# Final judgement set for Sept. 22nd!



## peace (Jan 19, 2011)

I can't believe it! My soon to be ex wife now is really facing the music. After she filed for divorce and handed me the MSA along with the parenting plan, she was fired from her job because she had blown all her vacation time and sick time. She used an attorney that worked at her job, this attorney was an attorney for the company and was helping her with the petition. Since she was fired the attorney blew her off because he did not want the company to know that he was helping her on company time.

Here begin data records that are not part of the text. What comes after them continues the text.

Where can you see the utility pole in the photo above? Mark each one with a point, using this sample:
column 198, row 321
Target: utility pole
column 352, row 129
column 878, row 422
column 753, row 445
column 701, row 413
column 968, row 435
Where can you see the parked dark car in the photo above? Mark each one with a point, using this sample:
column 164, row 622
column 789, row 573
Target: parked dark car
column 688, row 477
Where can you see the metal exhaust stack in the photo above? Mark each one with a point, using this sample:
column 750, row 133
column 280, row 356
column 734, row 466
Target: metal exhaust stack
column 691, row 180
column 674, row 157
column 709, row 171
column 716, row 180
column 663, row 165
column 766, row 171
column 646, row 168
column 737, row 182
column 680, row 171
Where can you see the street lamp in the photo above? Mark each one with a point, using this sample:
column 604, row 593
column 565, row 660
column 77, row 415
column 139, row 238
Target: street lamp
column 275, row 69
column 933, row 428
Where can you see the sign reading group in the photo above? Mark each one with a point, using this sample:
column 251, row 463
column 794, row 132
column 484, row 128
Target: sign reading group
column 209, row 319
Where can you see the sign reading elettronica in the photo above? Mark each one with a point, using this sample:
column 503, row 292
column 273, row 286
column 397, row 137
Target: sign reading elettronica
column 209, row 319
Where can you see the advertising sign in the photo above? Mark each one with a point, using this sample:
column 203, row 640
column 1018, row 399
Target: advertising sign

So she started to be nicer to me and to my brother who is my attorney. My brother told her that this can end nicely if you agree to the counter petition, if not you need to hire an attorney because I can not talk to you about this case for that matter. So when I presented her with the MSA and the parenting plan she accepted and signed it. It was the happiest day of my life, our child will be split 50/50 with no child support.

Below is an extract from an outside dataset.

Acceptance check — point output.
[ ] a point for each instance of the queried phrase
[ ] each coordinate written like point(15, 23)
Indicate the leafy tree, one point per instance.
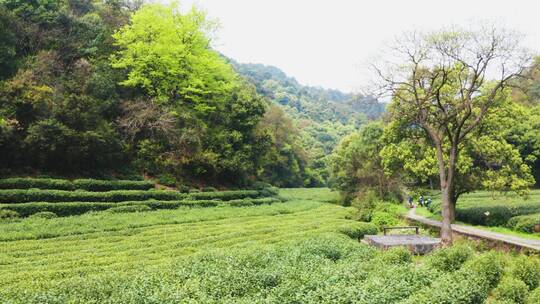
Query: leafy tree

I never thought that I could be so happy in my life after all that she has done to me and my daughter. I am looking forward for Sept 22. that will be the start of my new chapter in life. Free from a lying bitc!. I now see the big light in front of me like I never thought I could months ago. I have a huge plan ahead of me and wont reveal it until this hearing is final. I have never been so happy in my life. Thanks to all my TAM friends here for all your support, I could not have done it without you all.


----------



## Ten_year_hubby (Jun 24, 2010)

This is more or less what I offered my wife. Please keep us updated as you unfold your plan. I'm very interested in how this all works out


----------